Mas se cada indivíduo que tem possibilidade de organizar milhares de pessoas pode montar uma pauta própria, como que a sociedade buscará um consenso feito pela maioria? Como se mede esta maioria? Um abaixo assinado nas redes e milhares de pessoas nas ruas representam uma maioria democrática simples ou qualificada? São questões que necessitam ser abordadas.
Arrisco abaixo algumas propostas essenciais: Uma ampla reforma política para prever um sistema mais ágil e fácil de propostas populares Maior acesso à informação em todos os poderes e níveis de governo Um sistema de consultas públicas regulares sobre questões pontuais e locais Ampliação de canais de diálogo direto entre todos os poderes e a sociedade Possibilidade de revogação de mandatos do executivo e legislativo Os problemas são complexos, mas os entraves ao aumento da participação não são técnicos se houver a disposição dos governos de conectar ou possibilitar acesso à 100% da população às redes digitais e garantir a neutralidade total no fluxo de informações.
TUDO QUE SE DESMANCHA NAS REDES HOJE SE SOLIDIFICA NAS RUAS AMANHÃ Como em todas as mudanças, há incertezas. Karl Marx, há muito tempo, disse que tudo que é sólido, se desmancha no ar. A burguesia, para ele, era um vetor forte de mudanças sociais por várias razões.

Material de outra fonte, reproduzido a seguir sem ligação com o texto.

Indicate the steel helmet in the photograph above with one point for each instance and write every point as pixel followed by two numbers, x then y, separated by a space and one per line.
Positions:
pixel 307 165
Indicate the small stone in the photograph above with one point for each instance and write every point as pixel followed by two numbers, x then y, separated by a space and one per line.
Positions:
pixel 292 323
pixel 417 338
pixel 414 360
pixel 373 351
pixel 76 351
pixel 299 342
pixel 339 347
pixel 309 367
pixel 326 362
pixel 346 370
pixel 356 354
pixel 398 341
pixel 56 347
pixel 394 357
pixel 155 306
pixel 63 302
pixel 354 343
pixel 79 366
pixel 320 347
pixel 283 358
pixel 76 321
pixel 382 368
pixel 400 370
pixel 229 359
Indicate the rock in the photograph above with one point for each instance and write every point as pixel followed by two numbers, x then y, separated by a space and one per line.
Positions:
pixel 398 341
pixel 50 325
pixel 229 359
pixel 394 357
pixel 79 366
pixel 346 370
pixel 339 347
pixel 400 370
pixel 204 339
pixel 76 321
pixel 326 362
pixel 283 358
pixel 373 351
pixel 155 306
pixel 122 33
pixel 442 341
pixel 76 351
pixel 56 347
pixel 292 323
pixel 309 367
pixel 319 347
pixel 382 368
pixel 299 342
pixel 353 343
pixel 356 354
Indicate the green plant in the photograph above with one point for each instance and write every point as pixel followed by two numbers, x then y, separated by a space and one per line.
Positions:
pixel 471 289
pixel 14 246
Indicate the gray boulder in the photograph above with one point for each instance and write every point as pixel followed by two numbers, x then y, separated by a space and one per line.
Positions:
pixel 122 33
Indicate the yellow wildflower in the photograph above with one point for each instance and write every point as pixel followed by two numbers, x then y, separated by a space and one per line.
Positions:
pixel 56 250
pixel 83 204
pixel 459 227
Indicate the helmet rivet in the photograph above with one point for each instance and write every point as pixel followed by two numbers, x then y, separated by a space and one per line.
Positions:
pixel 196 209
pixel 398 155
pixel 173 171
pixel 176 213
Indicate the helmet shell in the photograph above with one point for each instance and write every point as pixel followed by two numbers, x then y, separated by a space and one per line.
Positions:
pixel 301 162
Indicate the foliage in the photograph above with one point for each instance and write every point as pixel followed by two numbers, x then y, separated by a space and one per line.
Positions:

Não há mais como negar que uma democracia pujante como a brasileira possa caminhar sem levar em conta este quinto poder que se desmancha no ar hoje e se solidifica nas ruas amanhã.
O caminho, percebido – mas apenas percebido – pela Presidenta Dilma em sua fala, é colocar pautas e abrir diálogos a despeito da suposta falta de lideranças. Prefeitos e governadores ainda não perceberam isso.
Ela reconheceu que o que aconteceu – que chama da voz das ruas – está aqui para ficar, hoje será pelo Facebook e pelo Twitter, amanhã por uma outra rede proprietária ou não.
Chegou a hora de ver que entramos na era do diálogo direto e horizontal, e que as soluções não são apenas técnicas, que a política não é enfadonha, que os partidos não são monopólios, que os parlamentos não têm mais endereço fixo, que as minorias não são necessariamente minorias e que todos têm uma voz potente fora das manchetes dos veículos das grandes corporações midiáticas. Este, o quarto poder, o único a ser realmente ameaçado pelo quinto… se ele não consolidar as mudanças que seus jornalistas começaram a observar.